What do you think of the Dynamic tone mapping in the LG 2018 oleds?
I've been using it because it's on by default and everyone say that it makes the image look better, but it makes kind of difficult to calibrate certain games HDR settings.
I can't speak from first hand experience, as I don't own that display, but I can tell you what I think based upon what I know about image processing.
I personally wouldn't use it as technically in order to tonemap a moving image correctly (without pre-manufactured metadata), you need to know what is coming up so you can scale the shadows, mids and highs appropriately. This change is not only occuring within a single frame, but across a series of frames.
Think about exiting a tunnel ot walking through a dark room to the outside. When it's dark the dynamic tone mapper needs to make a decision about what to do with the image.

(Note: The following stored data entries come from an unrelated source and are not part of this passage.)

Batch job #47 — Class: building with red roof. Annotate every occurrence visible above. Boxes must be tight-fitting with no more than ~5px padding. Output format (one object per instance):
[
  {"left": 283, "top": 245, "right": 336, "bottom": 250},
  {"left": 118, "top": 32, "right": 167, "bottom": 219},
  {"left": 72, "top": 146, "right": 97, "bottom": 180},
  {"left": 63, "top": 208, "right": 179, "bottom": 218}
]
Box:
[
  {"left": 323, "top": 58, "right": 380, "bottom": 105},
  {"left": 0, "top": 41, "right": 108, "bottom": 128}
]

Should it lift the brightness in order to help improve visability in the shadows, this however comes at the expense of clipping white detail
Should it make the outside visible , but the inside becomes very dark
Or should the shadow detail be lifted and the highlights reduced to preserve detail, you flatten the image and reduce overally contrast and dynamic range, but maintain detail.
Now the display cannot possibly know what you are going to do next and how should it translate whatever decision it has made the the next action that is appearing on screen.
With movie content you can read ahead and look at what is coming to influence the current part of the image, but you cannot do that with a videogame (without inducing serious latency), so I doub't it's effectiveness.
This stuff is usually done by hand for movies based upon how they want a given scene and it is done programatically for videogames, because the in game tonemapper has a lot of information at any given point about what is the object in focus, your speed of movement and whether or not you are likely to exit that tunnel or not (in Shadow of the Tomb Raider you can occasionally see yourself stepping over a trigger that affects the exposure and tonemapping in exactly this situation)
You'll have come across the same thing with your smartphone camera struggling to decide how to tone map the HDR data of the real world into the very small dynamic range of you screen.
But anyway, back to your TV,
If you see any kind of swelling or pulsing of Dark or bright scenes, then you know that is the Dynamic Tone mapping in action however in a videogame where there is already a lot of tone mapping an exposure adjustment happening from the game engine, then you may not be able to even see it. Because it is a post process on to of the already tone mapped image, it may have the potential to excerbate banding. If it looks better to you, it looks better.
The Dynamic contrast on my Samsung display doesn't appear to actually do anything Dynamically in game mode, it appears to be varying degress of lifting the shadows and mid tones almost statically. If the LG set's behave in even a slightly similar way, then it may be something that you engage if you are in a sub optimal (light) viewing environment.